The federal government’s outdated programs that lease public land for fossil fuel extraction are a subsidy for climate pollution, as has been noted before by green groups, think tanks, and Grist writers. Selling leases to mine coal or drill for oil or gas at below-market rates encourages more consumption of those fossil fuels by lowering their prices. That’s precisely the opposite of what we should be doing, of course, which is making fossil fuels more expensive to encourage a shift to cleaner alternatives.
Over the past year, climate activists have launched campaigns aimed at abolishing these fossil fuel leasing programs, or at least reforming them. Now Greenpeace is trying a new approach to that end: In a report called “Corporate Welfare for Coal,” released Thursday, the group calls out the corporate welfare kings by name. These aren’t ma-and-pa coal mining operations getting a helping hand from Uncle Sam. It’s the biggest coal companies in the country that are the most dependent on dirt-cheap federal coal.
“Three companies in particular dominate federal coal production: Peabody Energy, Arch Coal, and Cloud Peak Energy,” Greenpeace notes. “In part because of their access to subsidized federal coal, these companies have grown to become the three largest coal producers, accounting for about 40% of all the coal mined in the U.S. Federal coal accounted for 88% of Cloud Peak Energy’s total coal production, 83% of Arch Coal’s, and 68% of Peabody Energy’s total 2014 US coal production.” Even though the government keeps shoveling cheap coal into their coffers, declining demand, as utilities shift to natural gas and as renewables are rapidly deployed, has lead Arch to declare bankruptcy and Peabody to teeter on the brink.
In short, coal giants are getting most of their product from public land, under a program that loses money for the federal government. Instead of letting their industry die the natural death it deserves, we’re keeping the companies on publicly funded life support. So much for ruggedly independent capitalism; the coal industry is living off your tax dollars.
The report goes on to detail more obscure ways that federal coal is subsidized, such as the Department of Interior granting reductions in royalty rates to coal companies, and coal companies underestimating the amount of coal they will extract from leases, which lowers the sale price. All of these practices, not just the top-line price, need to be changed.
The Obama administration announced in January that it would reevaluate the coal leasing program with an eye to reforming it, apparently intending to charge at least market rates and perhaps even account for the social cost of carbon pollution. And while it considers those changes, it put a stop to selling new leases. But it’s unclear how far the reform efforts will go.
One of the challenges to fossil fuel leasing reform is its lack of political appeal. While government action to limit carbon emissions, such as the Clean Power Plan, polls well, so does domestic fossil fuel production. The average voter accepts climate science and wants a clean environment. But she worries most about the economy and national security. Hoping that unlimited access to cheap energy will power job growth, and wishing for the imaginary goal of fossil fuel–based “energy independence,” she supports policies such as offshore oil drilling.

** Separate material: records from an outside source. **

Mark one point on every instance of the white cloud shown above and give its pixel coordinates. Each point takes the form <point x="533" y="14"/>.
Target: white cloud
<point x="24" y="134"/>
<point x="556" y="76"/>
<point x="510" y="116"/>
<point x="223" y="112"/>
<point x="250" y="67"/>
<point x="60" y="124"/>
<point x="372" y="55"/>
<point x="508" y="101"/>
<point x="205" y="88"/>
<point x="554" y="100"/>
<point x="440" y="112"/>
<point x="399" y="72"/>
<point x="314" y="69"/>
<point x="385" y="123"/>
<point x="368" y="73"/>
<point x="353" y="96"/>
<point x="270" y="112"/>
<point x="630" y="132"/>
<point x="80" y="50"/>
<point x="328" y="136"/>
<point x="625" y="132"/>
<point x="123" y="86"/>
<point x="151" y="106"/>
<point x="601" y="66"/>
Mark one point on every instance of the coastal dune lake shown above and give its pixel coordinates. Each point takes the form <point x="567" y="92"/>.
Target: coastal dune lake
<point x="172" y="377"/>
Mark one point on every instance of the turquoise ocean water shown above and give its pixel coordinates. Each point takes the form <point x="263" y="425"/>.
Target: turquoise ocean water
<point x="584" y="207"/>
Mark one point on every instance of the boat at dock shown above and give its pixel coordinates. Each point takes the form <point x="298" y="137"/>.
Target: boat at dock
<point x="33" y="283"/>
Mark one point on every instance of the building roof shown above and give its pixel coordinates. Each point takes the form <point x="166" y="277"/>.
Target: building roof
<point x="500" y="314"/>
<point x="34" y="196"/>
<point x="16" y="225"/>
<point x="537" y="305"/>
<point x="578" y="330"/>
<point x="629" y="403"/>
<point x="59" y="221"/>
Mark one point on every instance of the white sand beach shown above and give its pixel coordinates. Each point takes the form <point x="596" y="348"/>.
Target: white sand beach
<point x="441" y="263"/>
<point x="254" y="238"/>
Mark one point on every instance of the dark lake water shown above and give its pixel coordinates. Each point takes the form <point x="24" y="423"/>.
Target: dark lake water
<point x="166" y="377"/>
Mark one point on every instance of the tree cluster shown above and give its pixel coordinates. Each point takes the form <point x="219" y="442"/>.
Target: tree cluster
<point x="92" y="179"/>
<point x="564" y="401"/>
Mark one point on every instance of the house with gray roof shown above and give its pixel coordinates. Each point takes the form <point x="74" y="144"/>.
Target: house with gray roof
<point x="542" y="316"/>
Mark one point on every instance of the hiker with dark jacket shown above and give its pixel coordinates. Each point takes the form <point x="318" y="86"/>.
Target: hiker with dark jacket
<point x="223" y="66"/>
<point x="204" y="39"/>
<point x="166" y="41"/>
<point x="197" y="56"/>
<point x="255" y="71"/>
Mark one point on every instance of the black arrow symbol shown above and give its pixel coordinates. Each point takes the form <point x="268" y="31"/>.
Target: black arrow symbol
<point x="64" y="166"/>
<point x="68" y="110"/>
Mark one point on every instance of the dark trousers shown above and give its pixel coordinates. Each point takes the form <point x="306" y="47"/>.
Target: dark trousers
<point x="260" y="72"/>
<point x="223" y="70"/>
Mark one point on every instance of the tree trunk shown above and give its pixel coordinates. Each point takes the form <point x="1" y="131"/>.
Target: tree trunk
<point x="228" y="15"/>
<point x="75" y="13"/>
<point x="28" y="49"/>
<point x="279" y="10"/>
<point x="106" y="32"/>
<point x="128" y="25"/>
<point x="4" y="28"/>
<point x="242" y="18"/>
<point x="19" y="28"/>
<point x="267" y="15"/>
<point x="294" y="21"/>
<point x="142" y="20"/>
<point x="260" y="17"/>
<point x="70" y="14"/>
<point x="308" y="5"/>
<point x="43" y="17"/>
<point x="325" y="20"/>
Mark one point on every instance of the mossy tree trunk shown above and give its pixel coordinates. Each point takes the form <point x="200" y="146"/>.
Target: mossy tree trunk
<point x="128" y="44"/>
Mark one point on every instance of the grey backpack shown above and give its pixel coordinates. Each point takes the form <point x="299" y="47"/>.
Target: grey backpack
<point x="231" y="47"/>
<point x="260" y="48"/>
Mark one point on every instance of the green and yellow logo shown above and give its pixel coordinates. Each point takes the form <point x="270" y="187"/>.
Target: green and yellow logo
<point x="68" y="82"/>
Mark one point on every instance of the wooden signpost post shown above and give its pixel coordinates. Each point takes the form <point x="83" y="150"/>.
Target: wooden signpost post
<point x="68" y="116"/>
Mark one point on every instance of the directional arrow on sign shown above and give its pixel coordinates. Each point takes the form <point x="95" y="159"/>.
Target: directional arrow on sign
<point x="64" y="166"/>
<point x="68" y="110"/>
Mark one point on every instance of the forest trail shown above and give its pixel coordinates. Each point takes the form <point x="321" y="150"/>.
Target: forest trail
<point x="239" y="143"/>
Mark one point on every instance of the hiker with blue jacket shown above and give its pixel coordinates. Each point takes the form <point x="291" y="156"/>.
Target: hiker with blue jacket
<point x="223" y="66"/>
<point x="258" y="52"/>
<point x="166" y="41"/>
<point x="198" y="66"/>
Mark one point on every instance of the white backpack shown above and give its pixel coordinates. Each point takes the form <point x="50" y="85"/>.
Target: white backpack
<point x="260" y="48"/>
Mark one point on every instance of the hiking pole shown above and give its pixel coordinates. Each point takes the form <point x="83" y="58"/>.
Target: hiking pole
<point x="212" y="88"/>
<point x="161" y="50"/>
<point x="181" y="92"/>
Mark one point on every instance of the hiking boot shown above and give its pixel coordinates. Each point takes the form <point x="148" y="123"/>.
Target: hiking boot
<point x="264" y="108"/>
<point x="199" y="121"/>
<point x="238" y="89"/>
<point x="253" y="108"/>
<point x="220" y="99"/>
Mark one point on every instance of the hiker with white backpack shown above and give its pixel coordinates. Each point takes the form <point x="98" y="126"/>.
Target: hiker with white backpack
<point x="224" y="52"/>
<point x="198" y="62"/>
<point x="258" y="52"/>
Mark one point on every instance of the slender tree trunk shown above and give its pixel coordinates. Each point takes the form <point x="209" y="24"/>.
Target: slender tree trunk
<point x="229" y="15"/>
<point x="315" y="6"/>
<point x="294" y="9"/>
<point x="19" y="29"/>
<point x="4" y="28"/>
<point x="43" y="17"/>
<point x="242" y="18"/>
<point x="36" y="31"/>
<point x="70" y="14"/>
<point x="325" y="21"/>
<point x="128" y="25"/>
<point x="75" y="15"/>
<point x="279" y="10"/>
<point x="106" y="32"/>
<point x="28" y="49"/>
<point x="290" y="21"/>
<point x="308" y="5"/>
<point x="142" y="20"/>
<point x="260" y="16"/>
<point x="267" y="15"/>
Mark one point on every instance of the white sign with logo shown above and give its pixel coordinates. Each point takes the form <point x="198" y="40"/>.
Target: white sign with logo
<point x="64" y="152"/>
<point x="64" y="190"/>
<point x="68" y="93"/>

Until about a year ago, President Obama’s energy policy catered to all of these contradictory impulses. He raised fuel efficiency standards in automobiles and regulated pollution from coal-fired power plants, while also opening new areas to offshore drilling and leaving the outdated fossil fuel leasing program unchanged. More recently, as he nears the end of his presidency, he has started to lean toward climate protection rather than fossil fuel development. But even the Department of Interior’s decision this week to remove the Atlantic Coast from offshore drilling came alongside decisions to keep the Arctic and the Gulf Coast open to oil and gas exploration. That probably reflects the fact that drilling is popular in Alaska and Gulf Coast states and unpopular along the Southeastern coast.
After all the hysteria on Fox News about Solyndra, you might think that the coal leasing program would draw some protest from conservatives. Don’t hold your breath waiting for it. While the Interior Department works on reforming coal leasing, Republicans and business interests are already attacking the move as part of a “war on coal.” When a halt to current leasing was announced in January, Sen. John Barrasso (R-Wyo.) wailed, “There seems to be no limit to the number of job-crushing regulations, executive orders and insults [Interior Secretary Sally Jewell] and President Obama will throw at America’s middle class.”
Greenpeace points the way toward a sharper-edged political attack on federal fossil fuel leasing programs. Voters may support dirty fuel extraction in general, but that doesn’t mean they want to subsidize it with their own tax dollars. Attacks on crony capitalism, in which corporations use their political influence to bilk the public, are proving especially effective this election cycle. Just ask Bernie Sanders, or even Donald Trump. If progressives and environmentalists frame coal leasing reform as cutting corporate welfare, it might be more broadly appealing.